Die Klienten sind daher sehr sensibilisiert, wenn über sie bestimmt wird, auch wenn es für sie nur den Anschein hat, dass diese Gefahr besteht. Im Kontakt zu betreuenden Personen kann so die Befürchtung aufkommen, dass über sie wiederum bestimmt wird und Rückmeldungen helfender Personen als kränkend erlebt werden oder auch als Restriktion deuten.
Es muss zu Beginn einer Maßnahme aber auch im späteren Verlauf davon ausgegangen werden, dass die Klienten die vergangenen negativen Erfahrungen auf die Betreuer projizieren.
Die Maßnahme als würdevoller Begegnungsraum
Für den Aufbau einer Kooperationsbasis ist es empfehlenswert, die Vorbehalte des Klienten und seine ablehnende Haltung der Maßnahme gegenüber zu würdigen, und dem Raum zu geben. Das Verhalten als Schutzhaltung aufgrund negativer Vorerfahrungen zu verstehen, kann eine sehr hilfreiche Grundannahme sein.
Wenn allerdings dieser innere Schutzmechanismus nicht gewürdigt wird, kann es dazu kommen, dass die Klient:innen die Maßnahme boykottieren und nicht kooperieren.
Andererseits sind die Klienten zu einer Kooperation bereit, wenn die Klienten erfahren, dass ihre Vorbehalte ernst genommen werden und es als verständlich angesehen wird und es für die Betreuer nachvollziehbar ist, indem sie rückmelden, dass die Vorsicht der Klient:innen sinnvoll ist. Widerstand darf sein und er ist ein Signalgeber, dass Klient:in sich nicht verstanden fühlt. Es ist ein Schutzmechanismus, den der/die Klient/in aktiviert, wenn sein/ ihr inneres Gleichgewicht gefährdet ist.
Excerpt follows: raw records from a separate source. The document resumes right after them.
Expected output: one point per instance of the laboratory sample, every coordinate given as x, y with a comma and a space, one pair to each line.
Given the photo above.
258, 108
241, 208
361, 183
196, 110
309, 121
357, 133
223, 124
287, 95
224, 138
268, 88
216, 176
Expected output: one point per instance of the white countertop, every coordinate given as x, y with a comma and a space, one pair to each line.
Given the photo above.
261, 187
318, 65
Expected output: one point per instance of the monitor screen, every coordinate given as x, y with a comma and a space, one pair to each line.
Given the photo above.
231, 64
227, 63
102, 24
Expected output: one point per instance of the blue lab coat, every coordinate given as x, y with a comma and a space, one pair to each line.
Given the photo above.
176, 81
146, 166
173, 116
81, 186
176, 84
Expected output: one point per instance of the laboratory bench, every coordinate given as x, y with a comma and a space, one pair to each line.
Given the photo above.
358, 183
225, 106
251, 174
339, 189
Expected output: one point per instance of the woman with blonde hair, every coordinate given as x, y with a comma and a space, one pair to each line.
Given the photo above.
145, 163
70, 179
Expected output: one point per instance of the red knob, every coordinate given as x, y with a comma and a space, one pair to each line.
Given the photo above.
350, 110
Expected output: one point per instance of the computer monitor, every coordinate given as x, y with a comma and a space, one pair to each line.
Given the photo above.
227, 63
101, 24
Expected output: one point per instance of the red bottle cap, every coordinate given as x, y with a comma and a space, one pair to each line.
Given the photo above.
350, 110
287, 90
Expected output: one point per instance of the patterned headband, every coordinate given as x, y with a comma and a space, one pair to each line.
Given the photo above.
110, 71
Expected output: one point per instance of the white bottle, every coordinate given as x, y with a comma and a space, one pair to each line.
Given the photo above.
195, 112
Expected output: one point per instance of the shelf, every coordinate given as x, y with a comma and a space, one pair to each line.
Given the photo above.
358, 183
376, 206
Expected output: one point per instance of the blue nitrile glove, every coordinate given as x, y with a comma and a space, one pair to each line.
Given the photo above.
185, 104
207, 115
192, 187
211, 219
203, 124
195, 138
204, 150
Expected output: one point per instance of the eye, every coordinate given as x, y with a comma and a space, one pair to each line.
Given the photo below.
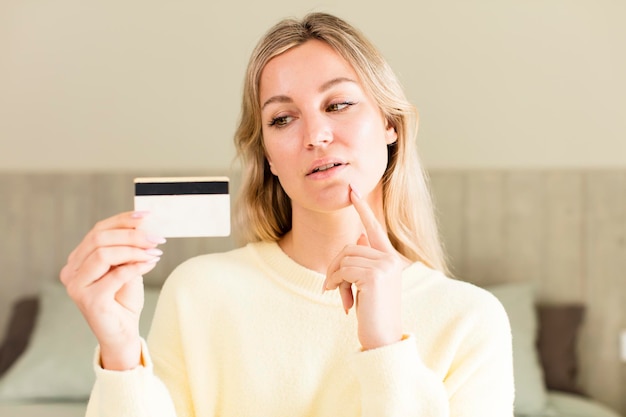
335, 107
280, 121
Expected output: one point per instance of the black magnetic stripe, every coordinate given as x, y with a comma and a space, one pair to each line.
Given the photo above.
181, 188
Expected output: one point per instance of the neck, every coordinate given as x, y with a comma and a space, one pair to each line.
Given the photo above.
316, 237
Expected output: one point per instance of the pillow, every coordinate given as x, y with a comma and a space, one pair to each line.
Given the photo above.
558, 336
530, 390
20, 327
57, 364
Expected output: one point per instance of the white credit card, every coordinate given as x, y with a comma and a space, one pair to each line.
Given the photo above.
184, 206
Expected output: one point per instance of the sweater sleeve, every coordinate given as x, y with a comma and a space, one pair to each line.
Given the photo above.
478, 381
159, 388
137, 392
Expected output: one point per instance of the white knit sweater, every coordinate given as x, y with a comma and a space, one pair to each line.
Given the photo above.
250, 333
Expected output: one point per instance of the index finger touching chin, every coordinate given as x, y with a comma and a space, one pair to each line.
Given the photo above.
376, 233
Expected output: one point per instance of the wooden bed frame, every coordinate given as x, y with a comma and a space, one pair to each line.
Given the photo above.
563, 230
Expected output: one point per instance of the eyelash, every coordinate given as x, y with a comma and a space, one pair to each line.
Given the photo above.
280, 121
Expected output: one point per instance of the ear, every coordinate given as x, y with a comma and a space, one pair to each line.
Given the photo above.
391, 136
269, 162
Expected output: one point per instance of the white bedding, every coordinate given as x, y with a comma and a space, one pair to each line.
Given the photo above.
59, 409
559, 405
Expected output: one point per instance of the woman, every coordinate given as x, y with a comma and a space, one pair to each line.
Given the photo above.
338, 306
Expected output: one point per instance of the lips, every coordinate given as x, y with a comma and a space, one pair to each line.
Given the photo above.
321, 166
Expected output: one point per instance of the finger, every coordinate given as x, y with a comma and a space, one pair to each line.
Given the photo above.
376, 234
102, 260
120, 235
120, 276
363, 240
347, 297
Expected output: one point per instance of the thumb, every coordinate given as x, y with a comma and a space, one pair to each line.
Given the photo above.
363, 240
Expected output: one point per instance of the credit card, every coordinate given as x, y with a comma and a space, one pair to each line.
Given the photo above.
184, 206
Hierzu einige hilfreiche Fragen, die eine Kooperationsbasis fördert:
Zu Beginn beim Erstgespräch:
- Was können wir für Sie tun?
- Wie kam es dazu, dass Sie heute hier sind?
- Was sind die Erwartungen anderer Beteiligten, was erreicht werden soll?
- Wenn diese Maßnahme gegen Ihren Willen vorgegeben ist, was brauchen Sie, um sich auf die Hilfe einlassen zu können?
- Was würde geschehen, wenn Sie nicht mitwirken würden?
- Wie können wir erkennen, dass Sie sich mit ihren Wünschen und Bedürfnissen nicht gewürdigt sehen?
- Was erwarten Sie von uns, im Rahmen der Betreuung?
- Sie beklagen sich darüber, dass das Jugendamt damit droht, ihre Kinder ihnen wegzunehmen. Was müssten Sie erreichen und umsetzen, dass dies nicht geschieht? Und was kann ich diesbezüglich für Sie tun?
- Was erwarten Sie von mir, wenn mir auffällt, dass die vom Jugendamt geforderten Punkte nicht erfüllt werden?
- Sie befinden sich gerade in einer sehr beklagenswerten Situation, was müssten Sie tun, damit sich die Situation zum Besseren wendet? Und wie kann ich Sie dabei unterstützen?